Ao percorrer as dezoito edições, percebemos que a verdadeira protagonista de Eightball é a própria mudança cultural americana. Clowes captura o fim da era das lojas de curiosidades e o início de uma homogeneização cultural que ele claramente detesta. Seus quadrinhos são pequenos atos de rebeldia contra a pasteurização do mundo. Em histórias como Art School Confidential, ele destrói as pretensões do mundo das artes plásticas com uma alegria quase infantil na destruição. É essa honestidade bruta que faz com que a obra envelheça tão bem. O mundo de 1989 mudou drasticamente, mas o sentimento de desajuste que Clowes descreve é universal e atemporal.
Para o leitor que chega agora, talvez seduzido pela estética cult que envolve o nome do autor, o conselho é que não tente consumir as 544 páginas de uma só vez. Eightball foi feita para ser lida em doses, respeitando a periodicidade original que permitia ao leitor digerir cada bizarrice antes da próxima.
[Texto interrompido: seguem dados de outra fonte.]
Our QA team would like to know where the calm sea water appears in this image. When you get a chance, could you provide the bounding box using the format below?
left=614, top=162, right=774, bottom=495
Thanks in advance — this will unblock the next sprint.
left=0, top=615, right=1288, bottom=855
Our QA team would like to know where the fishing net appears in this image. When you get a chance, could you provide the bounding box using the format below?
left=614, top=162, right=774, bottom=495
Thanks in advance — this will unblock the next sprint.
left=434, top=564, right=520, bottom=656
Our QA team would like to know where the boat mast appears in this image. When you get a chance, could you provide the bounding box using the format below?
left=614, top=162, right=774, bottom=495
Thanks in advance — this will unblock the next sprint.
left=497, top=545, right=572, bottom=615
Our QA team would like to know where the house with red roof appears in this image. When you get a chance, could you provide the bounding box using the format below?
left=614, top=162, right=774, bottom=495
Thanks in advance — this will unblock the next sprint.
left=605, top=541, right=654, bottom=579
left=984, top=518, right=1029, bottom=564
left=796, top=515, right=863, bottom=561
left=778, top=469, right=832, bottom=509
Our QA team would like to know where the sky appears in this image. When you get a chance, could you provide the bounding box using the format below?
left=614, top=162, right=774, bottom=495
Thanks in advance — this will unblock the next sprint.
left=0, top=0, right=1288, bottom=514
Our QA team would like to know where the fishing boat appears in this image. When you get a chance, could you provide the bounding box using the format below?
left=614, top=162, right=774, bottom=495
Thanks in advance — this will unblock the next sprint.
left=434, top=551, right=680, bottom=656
É um livro que exige pausas para respirar. Ele nos confronta com as nossas próprias mesquinharias e com o ridículo das nossas pretensões intelectuais. Ler Daniel Clowes é aceitar que todos somos, em algum nível, personagens de uma lanchonete vazia, esperando por algo que talvez nunca chegue, enquanto comentamos o quão ruim é o café.
Se este volume serve como porta de entrada, ele aponta para caminhos que levam a outros mestres do desconforto, como as crônicas de solidão de Chris Ware em Jimmy Corrigan ou o olhar clínico de Charles Burns em Black Hole. A jornada por Eightball não termina na última página; ela se expande para uma percepção mais aguçada das rachaduras na fachada da normalidade que nos cerca. É um mapa para quem prefere as estradas secundárias e os becos mal iluminados da alma humana, onde a verdade raramente é bonita, mas é sempre necessária.